Para Priscila
(em memória)
28 de abril de 2018
A minha janela no sétimo andar tem sido plateia para muitos palcos. Os Diários do Pina mal principiaram a reproduzir peças que jamais se repetem de um dia para o outro. Já apresentei o velho, meu vizinho da frente, os ambulantes das carroças humanas, os pescadores, os caminhantes, Brasília Teimosa. Há muito mais escrito. Deles direi em crônicas sociais, quando assuntos mais urgentes não aparecerem na frente.
Como hoje. Com o sol, mesmo encoberto, ameaçando chuva vez por outra, é um prazer voltar a caminhar. Retomo aos poucos, seguindo a maçaranduba do tempo. Hoje a peça foi vista e escutada. Pois de minha janela é sempre um teatro de surdos: espio e não ouço.
Caminhei até as jangadas. Nem pensar em entrar no mar. Barrento, sem cor, o sol escondido. Lá me sento no banco de uma delas e fico olhando a África do outro lado do oceano Atlântico. Minha atenção é despertada pelos atores que vêm, vagabundos, caminhando pela areia da praia. Param em frente às jangadas. Pensei mesmo que ali fariam sua apresentação para a única pessoa que comprou ingresso. Mas teatro é assim mesmo no Brasil. Sobrevive a duras penas e se apresenta anyway, mesmo que o expectador seja apenas um pagante.
A Lady é negra, elegante, magrinha, porte mingnon: uma modelo. A princípio, não atino o enredo. O sol volta a aparecer, clareia o dia, distingo cada um dos atores. Oito do sexo masculino. A única do sexo feminino é a Lady. Estão dispersos. Como ela, três são negros, sendo um deles mais peludo e até com coleira, a indicar uma distinção em relação aos outros, todos vagabundos de rua. Também se distinguem pelo tamanho. Outros três, com o pelo em tonalidades de marrom, são maiores que os demais. Levam vantagem na proximidade com a Lady.
Vinham caminhando sem pressa, os três maiores revezando ao lado da cobiça de todos. Ela comandando a marcha. De repente, para. Um dos grandes cheira, enlaça-a com as patas dianteiras e começa a brincadeira. Ela faz um ligeiro movimento que o desequilibra. Toma seu lugar o segundo grandão. Também sucede a mesma rapidinha. O terceiro se demora mais em cheiros e lambidas. E também no ato, trêmulo, com Ímpetos que a empurra um pouco adiante na areia.

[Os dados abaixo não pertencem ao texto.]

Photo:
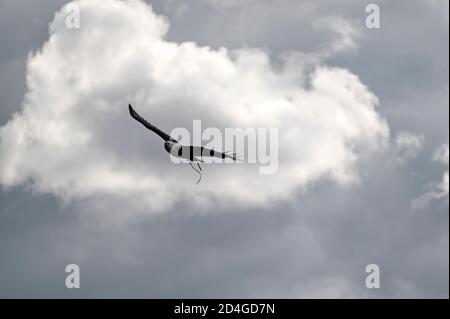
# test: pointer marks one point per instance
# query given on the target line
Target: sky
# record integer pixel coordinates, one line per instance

Depois dele, a Lady senta-se no chão, dando assim o sinal de intervalo. Apenas nessa hora minha atenção se volta para o menorzinho. Pois ele não para de latir. Será virgem? Será esta sua primeira vez? Com ele não acontecerá o que sucedeu ao pobre Marcos Palaque: uma surra do pai porque broxou na primeira ida ao puteiro de Garanhuns. Os outros se movimentam, os mais ansiosos balançando o rabo, compondo como um círculo sem forma definida em torno da Lady. Ela não é perturbada. Mantêm-se sentada na areia. Todo o tempo que quis.

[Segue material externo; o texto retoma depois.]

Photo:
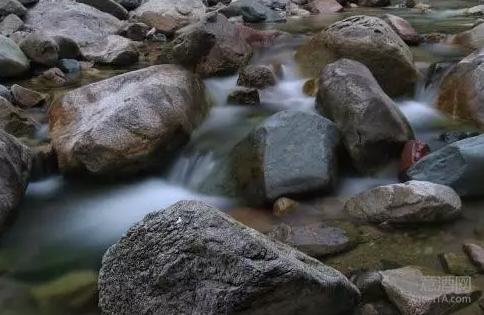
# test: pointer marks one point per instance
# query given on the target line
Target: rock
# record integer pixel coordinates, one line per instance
(252, 11)
(127, 123)
(12, 60)
(460, 93)
(410, 202)
(40, 49)
(135, 31)
(292, 153)
(403, 28)
(13, 121)
(284, 206)
(476, 254)
(26, 98)
(211, 47)
(368, 40)
(172, 253)
(11, 7)
(404, 289)
(114, 50)
(323, 6)
(458, 165)
(10, 25)
(244, 97)
(315, 241)
(54, 76)
(374, 129)
(108, 6)
(457, 265)
(15, 163)
(68, 48)
(75, 291)
(257, 77)
(79, 22)
(129, 4)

Levanta-se, coça a barriga com uma das patas, dá umas voltinhas. Mudam o lugar da apresentação para mais perto das jangadas, seguindo-a. O pequeno está ainda mais nervoso e continua latindo. Nenhum dá importância aos seus lamentos, muito menos a vez de chegar perto da Lady. Mantém-se afastado. Assim como o negro nobre, com seu casaco mais felpudo e a coleira. O três maiores principiam uma briga entre eles. Lutam com valentia, embora o combate seja rápido. Enquanto isso, os outros chegam a ela com agrados. Vai o primeiro, vai o segundo. Ela os recebe tão gentilmente como aos precedentes grandões. Expulsa o segundo mais rapidamente e volta a se aquietar. Dessa vez, não sentada, porém o corpo todo deitado, quase se espreguiçando na areia fofa.
Um deles se destaca dos outros e vai até quase o quebrar das ondas de um mar que está calmo, secando. A Lady fica um tempo maior deitada, novamente sem ser perturbada por nenhum deles em sua quietude. Até que se levanta e segue na direção de onde veio, com destino a Boa Viagem. Pensei em acompanha-los. Porém a marcha da trupe é mais rápida do que a minha. Dou meia volta. E quando já estou quase chegando ao quintal do velho, que preciso atravessar para chegar em casa, eis que voltam os alegres atores, no mesmo passo de trote, comandados pela Lady, a caminho de Brasília Teimosa.